Description
Problem
TL;DR provisionerd can hang on exit if it gets a 403 (for example, after a license change) instead of exiting with an error to try reconnecting at a later date.
A developer modified the license on dev.coder.com to test out an issue.
They were unable to restore the original license after their testing, and accidentally replaced it with a different one that did not include the entitlement for external provisioners.

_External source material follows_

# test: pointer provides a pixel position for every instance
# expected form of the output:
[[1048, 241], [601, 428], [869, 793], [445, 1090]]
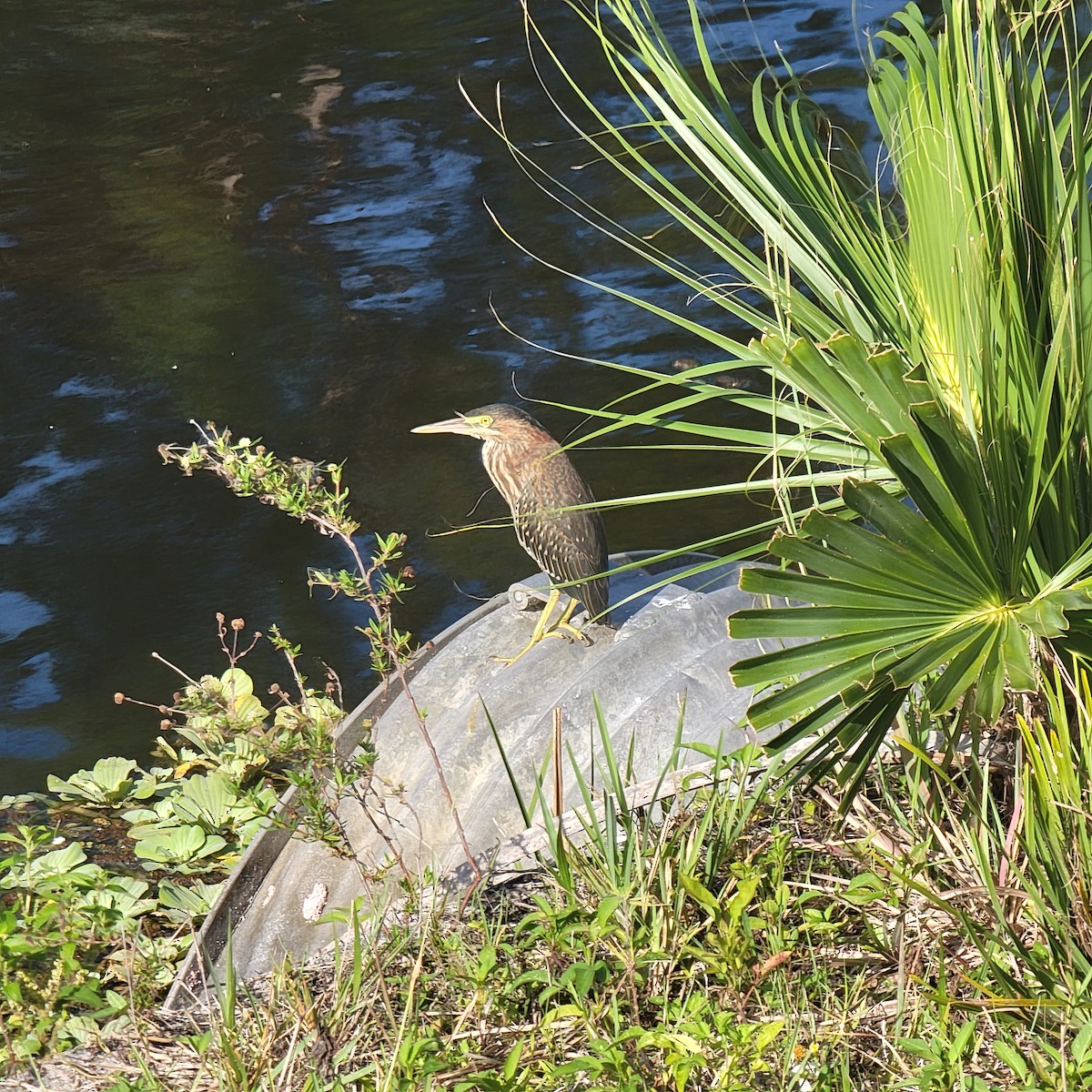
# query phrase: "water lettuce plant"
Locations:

This caused the external provisioner deployments to disconnect with status 403 as expected:
{"ts":"2025-02-26T12:47:10.029756766Z","level":"ERROR","msg":"not authorized to dial coderd","caller":"/home/runner/work/coder/coder/provisionerd/provisionerd.go:240","func":"github.com/coder/coder/v2/provisionerd.(*Server).connect","fields":{"error":"GET https://dev.coder.com/api/v2/organizations/default/provisionerdaemons/serve?id=2d9b6b15-03d0-464d-a6f5-48f64e836bec\u0026name=coder-provisioner-tagged-57bf5899-4ph9k\u0026provisioner=terraform\u0026version=1.3\u0026version=1.3: unexpected status code 403: External provisioner daemons is an Enterprise feature. Contact sales!"}}
{"ts":"2025-02-26T12:47:10.029848836Z","level":"DEBUG","msg":"connect loop exited","caller":"/home/runner/work/coder/coder/provisionerd/provisionerd.go:241","func":"github.com/coder/coder/v2/provisionerd.(*Server).connect"}
The license was later replaced.
As we regularly build and deploy main
to dogfood, one of the provisioner deployments was restarted and reconnected successfully. However, a corresponding step wasn't being done to the second provisioner deployment (corrected here: coder/coder#16716).
The provisioner deployment that was not restarted by CI ended up 'hanging' in that state and not exiting with an error. Users of the dogfood deployment encountered "pending" workspace builds. After manually restarting the deployment, the provisioner reconnected successfully and builds proceeded.